Near the prison gate was a caged lion, whose fearful bellowings had told all that he was being starved against the day when he would be turned loose upon some of the prisoners. But the lion died of hunger before the plan was executed. Thereupon, plucky Mrs. Judson cleaned out the cage and secured permission for her husband to stay there for a few weeks, since he was critically ill with a fever.

One of the most pathetic pages in the history of Christian missions is that which describes the scene when Judson was finally released and returned to the mission house seeking Ann, who again had failed to visit him for some weeks. As he ambled down the street as fast as his maimed ankles would permit, the tormenting question kept repeating itself, “Is Ann still alive?” Upon reaching the house, the first object to attract his attention was a fat, half-naked Burman woman squatting in the ashes beside a pan of coals and holding on her knees an emaciated baby, so begrimed with dirt that it did not occur to him that it could be his own. Across the foot of the bed, as though she had fallen there, lay a human object that, at the first glance, was no more recognizable than his child. The face was of a ghastly paleness and the body shrunken to the last degree of emaciation. The glossy black curls had all been shorn from the finely-shaped head. There lay the faithful and devoted wife who had followed him so unwearily from prison to prison, ever alleviating his distresses and consoling him in his trials. Presently Ann felt warm tears falling upon her face and, rousing from her stupor, saw Judson by her side.

And there were other sorrows. Before he had been in Burma fourteen years he buried Ann and all of his children. But “the love that never fails” sustained him. “If I had not felt certain,” he says, “that every additional trial was ordered by infinite love and mercy, I could not have survived my accumulated sufferings.” Judson joined with Paul in declaring: “The love of Christ constraineth me … Therefore I will glory in reproaches, in persecution and in distresses for Christ’s sake.”[2]

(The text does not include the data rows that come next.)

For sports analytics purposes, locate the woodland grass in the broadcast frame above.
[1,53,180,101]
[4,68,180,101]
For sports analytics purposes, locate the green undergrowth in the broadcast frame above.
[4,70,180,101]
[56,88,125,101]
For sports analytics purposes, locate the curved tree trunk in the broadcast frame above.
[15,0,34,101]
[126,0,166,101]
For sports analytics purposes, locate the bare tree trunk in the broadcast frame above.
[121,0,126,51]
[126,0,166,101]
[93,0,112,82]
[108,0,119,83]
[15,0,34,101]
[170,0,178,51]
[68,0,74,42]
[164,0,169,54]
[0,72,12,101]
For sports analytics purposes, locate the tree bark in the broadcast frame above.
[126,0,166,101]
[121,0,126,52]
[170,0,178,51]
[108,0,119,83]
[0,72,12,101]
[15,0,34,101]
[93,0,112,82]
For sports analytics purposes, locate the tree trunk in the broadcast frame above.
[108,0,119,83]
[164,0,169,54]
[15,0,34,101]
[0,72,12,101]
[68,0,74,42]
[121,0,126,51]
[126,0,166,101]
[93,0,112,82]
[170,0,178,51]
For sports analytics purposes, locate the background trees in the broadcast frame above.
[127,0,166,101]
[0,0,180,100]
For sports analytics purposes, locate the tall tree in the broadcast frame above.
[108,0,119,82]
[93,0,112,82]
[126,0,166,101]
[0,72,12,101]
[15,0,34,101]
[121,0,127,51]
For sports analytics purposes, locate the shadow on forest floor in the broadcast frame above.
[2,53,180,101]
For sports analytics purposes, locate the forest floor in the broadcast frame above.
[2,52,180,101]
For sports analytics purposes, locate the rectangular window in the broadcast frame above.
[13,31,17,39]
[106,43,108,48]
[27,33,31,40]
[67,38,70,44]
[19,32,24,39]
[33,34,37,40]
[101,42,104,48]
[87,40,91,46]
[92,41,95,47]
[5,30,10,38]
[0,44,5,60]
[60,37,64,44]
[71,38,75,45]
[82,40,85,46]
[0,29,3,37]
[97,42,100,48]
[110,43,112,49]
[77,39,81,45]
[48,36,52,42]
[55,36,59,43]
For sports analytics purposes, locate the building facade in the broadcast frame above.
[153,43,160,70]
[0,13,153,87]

The work progressed and gospel power began to open blind eyes, break idolatry-shackled hearts and transform the newly-begotten converts into triumphant Christians. On April 12, 1850, at the age of 62, Judson died. Except for a few months (when he returned to America after thirty-four years from his first sailing), Judson had spent thirty-eight years in Burma. Although he had waited six years for his first convert, sometime after his death a government survey recorded 210,000 Christians, one out of every fifty-eight Burmans! It was a partial fulfillment and a monument to the spirit and ministry of the man, who at Ava, the capital city, gazed at the temple of Buddha and challenged, “A voice mightier than mine, a still small voice, will ere long sweep away every vestige of thy dominion. The churches of Jesus Christ will soon supplant these idolatrous monuments and the chanting devotees of Buddha will die away before the Christian’s hymns of praise.”[1]

Will You Go Outside the Camp?

My question is, if Christ delays his return another two hundred years – a mere fraction of a day in his reckoning – which of you will have suffered and died so that the triumphs of grace will be told about one or two of those 3,500 peoples who are in the same condition today that the Karen and Chin and Kachins and Burmese were in 1813? Who will labor so long and so hard and so perseveringly that in two hundred years there will be two million Christians in many of the 10/40-window peoples who can scarcely recall their Muslim or Hindu or Buddhist roots?

May God use his powerful word and the life of Adoniram Judson to stir many of you to give your lives to this great cause!

We must keep advancing to Him, to His altar which is outside the camp!